Amine Souane

Personal information
- Date of birth: 17 September 2001 (age 24)
- Place of birth: Oujda, Morocco
- Height: 1.82 m (6 ft 0 in)
- Position: Defensive midfielder

Team information
- Current team: MC Oujda
- Number: 14

Youth career
- –2021: MC Oujda

Senior career*
- Years: Team / Apps / (Gls)
- 2021–: MC Oujda / 39 / (2)

International career^{‡}
- 2022: Morocco Olympic / 1 / (0)
- 2025–: Morocco A' / 0 / (0)

= Amine Souane =

Moroccan footballer

Amine Souane (أمين سوان; born 17 September 2001) is a Moroccan professional footballer who plays the role of a defensive midfielder for MC Oujda and the Morocco A' national team.

== Club career ==
Souane joined the youth academy of MC Oujda at an early age.

He made his senior debut on 3 June 2021 in the Botola Pro during the derby against RS Berkane, coming on as a substitute in the 77th minute for Nabil Jaadi in a 3–1 defeat. On 21 November 2021, he made his first start in a 1–1 draw against Difaâ Hassani El Jadidi.

In the 2022–23 season, Souane scored his first professional goal on 20 January 2023 against Union Touarga Sport from an assist by Yanis Merah in a 2–2 draw.
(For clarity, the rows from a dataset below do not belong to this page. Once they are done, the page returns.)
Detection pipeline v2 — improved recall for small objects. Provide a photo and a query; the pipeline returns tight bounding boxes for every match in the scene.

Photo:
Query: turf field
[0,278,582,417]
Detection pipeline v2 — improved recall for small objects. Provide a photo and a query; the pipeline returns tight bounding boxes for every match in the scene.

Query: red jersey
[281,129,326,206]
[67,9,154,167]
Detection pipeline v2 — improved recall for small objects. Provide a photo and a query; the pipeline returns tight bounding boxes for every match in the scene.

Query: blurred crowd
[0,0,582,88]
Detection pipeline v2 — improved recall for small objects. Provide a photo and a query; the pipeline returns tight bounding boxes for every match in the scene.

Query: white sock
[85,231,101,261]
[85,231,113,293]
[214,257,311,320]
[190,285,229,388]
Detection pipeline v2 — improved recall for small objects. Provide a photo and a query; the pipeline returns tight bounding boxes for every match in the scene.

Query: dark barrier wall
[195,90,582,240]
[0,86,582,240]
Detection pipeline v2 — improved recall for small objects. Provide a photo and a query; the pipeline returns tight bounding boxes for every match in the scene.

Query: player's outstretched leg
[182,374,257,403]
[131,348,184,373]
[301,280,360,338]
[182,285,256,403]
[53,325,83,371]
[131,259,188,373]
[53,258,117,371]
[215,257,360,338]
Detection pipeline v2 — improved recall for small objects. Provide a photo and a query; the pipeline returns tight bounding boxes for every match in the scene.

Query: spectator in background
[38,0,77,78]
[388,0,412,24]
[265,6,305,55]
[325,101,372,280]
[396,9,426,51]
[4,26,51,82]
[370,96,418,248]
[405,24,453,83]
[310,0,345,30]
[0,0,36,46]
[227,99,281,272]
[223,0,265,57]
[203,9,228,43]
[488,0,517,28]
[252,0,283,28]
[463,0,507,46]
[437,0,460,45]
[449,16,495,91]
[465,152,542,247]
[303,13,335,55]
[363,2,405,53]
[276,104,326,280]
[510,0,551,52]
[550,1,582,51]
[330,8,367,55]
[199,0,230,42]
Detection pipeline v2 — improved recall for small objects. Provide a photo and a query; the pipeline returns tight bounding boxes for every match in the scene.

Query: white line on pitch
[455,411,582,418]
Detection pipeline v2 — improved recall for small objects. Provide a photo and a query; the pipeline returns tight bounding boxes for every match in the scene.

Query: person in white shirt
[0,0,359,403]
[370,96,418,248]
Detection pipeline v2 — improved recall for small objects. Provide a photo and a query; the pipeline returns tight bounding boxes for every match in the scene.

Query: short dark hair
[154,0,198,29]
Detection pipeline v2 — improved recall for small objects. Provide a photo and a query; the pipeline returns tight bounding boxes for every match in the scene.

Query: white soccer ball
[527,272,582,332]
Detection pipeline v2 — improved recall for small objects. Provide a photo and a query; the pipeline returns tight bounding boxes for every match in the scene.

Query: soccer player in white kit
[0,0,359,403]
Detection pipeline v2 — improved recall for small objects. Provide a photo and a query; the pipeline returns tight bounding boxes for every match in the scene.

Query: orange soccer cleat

== International career ==
In October 2021, Souane received his first call-up to the Morocco Olympic for a training camp at the Maâmora Sports Centre in Salé from 4 to 12 October, under coach Hicham Dmii.

He returned to the Olympic squad in July 2022 for the Islamic Solidarity Games held in Konya, Turkey. Morocco were placed in Group B alongside Iran, Saudi Arabia, and Azerbaijan. Morocco's first match was awarded as a 3–0 win by default after Iran withdrew from the competition. They were later eliminated in the group stage after a 2–0 defeat to Saudi Arabia and a 2–2 draw against Azerbaijan.